Mono at Larimer Lounge, with Chris Brokaw, 9/27/12
Tom Murphy Mono last night at the Larimer Lounge.
MONO @ LARIMER LOUNGE | 9/27/12
Mono's entire set felt like a grand meditation on the interconnectedness of patterns from the tides coming in and out daily in step with the tides of the moon, and changing in character with the changing of the seasons. The flow and evolving levels of sonic density and intensity between the two guitars, the sensitivity of the percussion to the shifting dynamics and the use of both bass and piano to set the pace felt like music for an entire year compressed into a hyper real experience inside ninety minutes and maybe ten distinct songs.
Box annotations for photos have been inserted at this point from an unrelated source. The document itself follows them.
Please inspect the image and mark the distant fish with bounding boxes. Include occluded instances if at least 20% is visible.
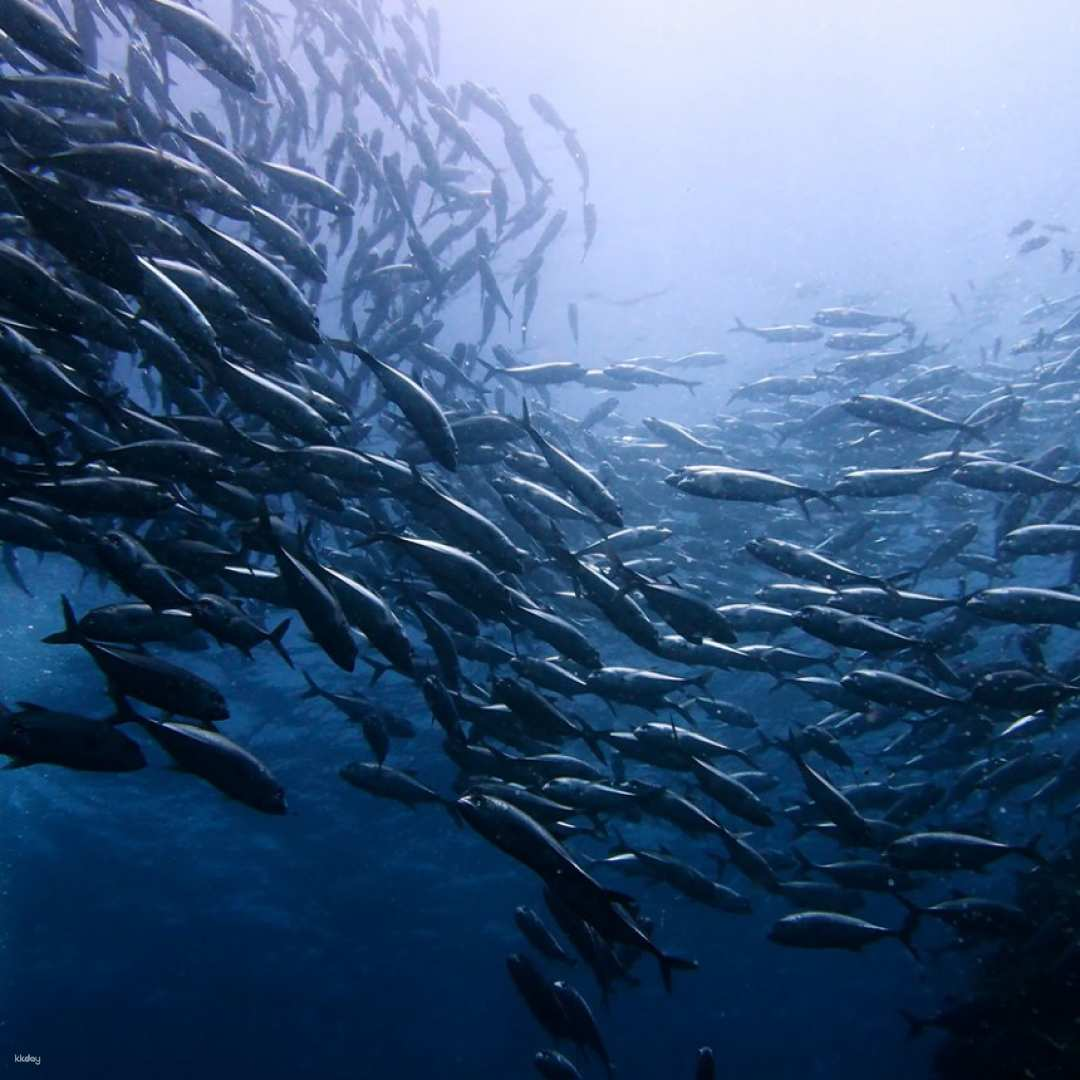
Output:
[1016,237,1050,255]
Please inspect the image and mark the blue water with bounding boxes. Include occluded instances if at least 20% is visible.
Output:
[0,0,1077,1080]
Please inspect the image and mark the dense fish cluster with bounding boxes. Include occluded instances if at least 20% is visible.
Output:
[0,0,1080,1080]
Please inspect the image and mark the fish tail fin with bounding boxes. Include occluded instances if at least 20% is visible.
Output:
[893,892,922,963]
[267,618,296,667]
[578,720,607,766]
[440,799,465,828]
[923,647,961,686]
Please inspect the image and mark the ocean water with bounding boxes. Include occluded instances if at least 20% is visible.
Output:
[0,0,1080,1080]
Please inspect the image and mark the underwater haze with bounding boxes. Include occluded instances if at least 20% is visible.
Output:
[0,0,1080,1080]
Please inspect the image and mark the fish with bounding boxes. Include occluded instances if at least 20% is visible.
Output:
[0,0,1080,1080]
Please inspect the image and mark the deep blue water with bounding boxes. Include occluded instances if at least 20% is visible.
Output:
[0,0,1077,1080]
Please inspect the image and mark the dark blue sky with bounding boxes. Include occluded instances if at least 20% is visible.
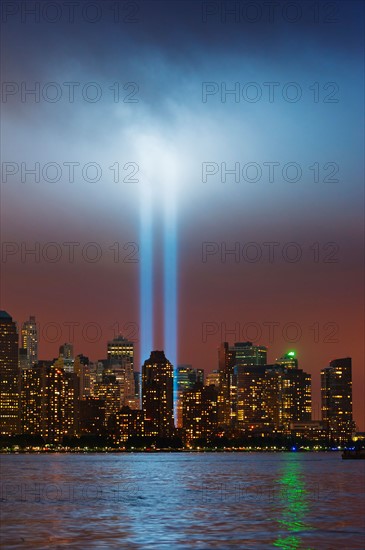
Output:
[1,1,364,430]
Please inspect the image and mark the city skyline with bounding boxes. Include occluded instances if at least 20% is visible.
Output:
[2,315,365,431]
[0,311,358,443]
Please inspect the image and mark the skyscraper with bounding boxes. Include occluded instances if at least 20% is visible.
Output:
[105,336,136,409]
[225,342,267,427]
[21,315,38,368]
[263,360,312,432]
[59,342,74,360]
[182,383,218,441]
[235,342,267,367]
[218,342,235,427]
[0,311,20,434]
[142,351,174,437]
[321,357,354,444]
[174,365,201,428]
[108,336,134,370]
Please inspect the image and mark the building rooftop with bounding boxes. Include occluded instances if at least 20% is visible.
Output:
[0,309,12,321]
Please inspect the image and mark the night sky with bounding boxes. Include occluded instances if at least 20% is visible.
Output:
[1,1,365,430]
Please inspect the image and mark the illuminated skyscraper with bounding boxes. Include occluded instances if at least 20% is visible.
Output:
[108,336,134,370]
[275,351,298,369]
[182,383,218,442]
[105,336,136,409]
[142,351,174,437]
[263,360,312,431]
[0,311,20,434]
[59,342,74,360]
[321,357,354,444]
[218,342,235,427]
[235,342,267,367]
[175,365,204,428]
[205,370,219,388]
[21,358,79,443]
[219,342,267,426]
[22,315,38,367]
[231,365,267,428]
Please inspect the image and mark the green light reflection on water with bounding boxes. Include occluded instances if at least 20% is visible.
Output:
[273,455,312,550]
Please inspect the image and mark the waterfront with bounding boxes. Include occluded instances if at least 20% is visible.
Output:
[1,452,365,550]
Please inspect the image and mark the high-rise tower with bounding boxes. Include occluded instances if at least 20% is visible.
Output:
[0,311,20,434]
Tom Murphy Mono at Larimer Lounge
At the beginning of the set, Mono displayed a superb, organic crescendo with sprawling sounds that evoked water gently lapping at the beach and increasing in volume until water rose to the rocks, crashing into them as at high tide. For this show there was a symphonic character to the music as the members of Mono didn't make use of hackneyed rock theatrics. Instead, in quiet moments, the music recalled the paradoxically excellent music composed for Japanese soap operas during especially melodramatic moments in the show -- almost sturm und drang but elegantly executed and melodramatic in the older sense evoked by Jim Morrison and the ancient Greek playwrights, rather than in the often cheapened modern sense of the word.
Takaakira Goto and Hideki Suematsu kneeled at the floor to manipulate their guitar pedals throughout the show, though both were clearly swept up in the moment, and Suematsu could be seen raising his arm high to bring it down repeatedly to strike the strings with the right force to elicit a fiery noise. Tamaki Kunishi switched between bass and piano, and her creative bass playing ran the gamut of tone from liquid tones to angular textures, all while propelling the music forward.
Two songs from the end, it felt like an appropriate place to close the set because the band had escalated the music into a heady burst of sounds coming together and making your heart soar with the sheer gravity and sense of elation. But that was just a precursor to a final song that took us on that irresistible journey to a plateau of sound and emotion, only to be knocked onto another level with beautiful eruptions of guitar sound that seemed to rip the sky open with finely sculpted feedback. The band had no microphones and could only engage the audience with gestures. At the end when the cheers lingered, they graciously stood up and shyly bowed before leaving stage. No surprise, but amusing for a group of people who created such a panoramic set of powerful music.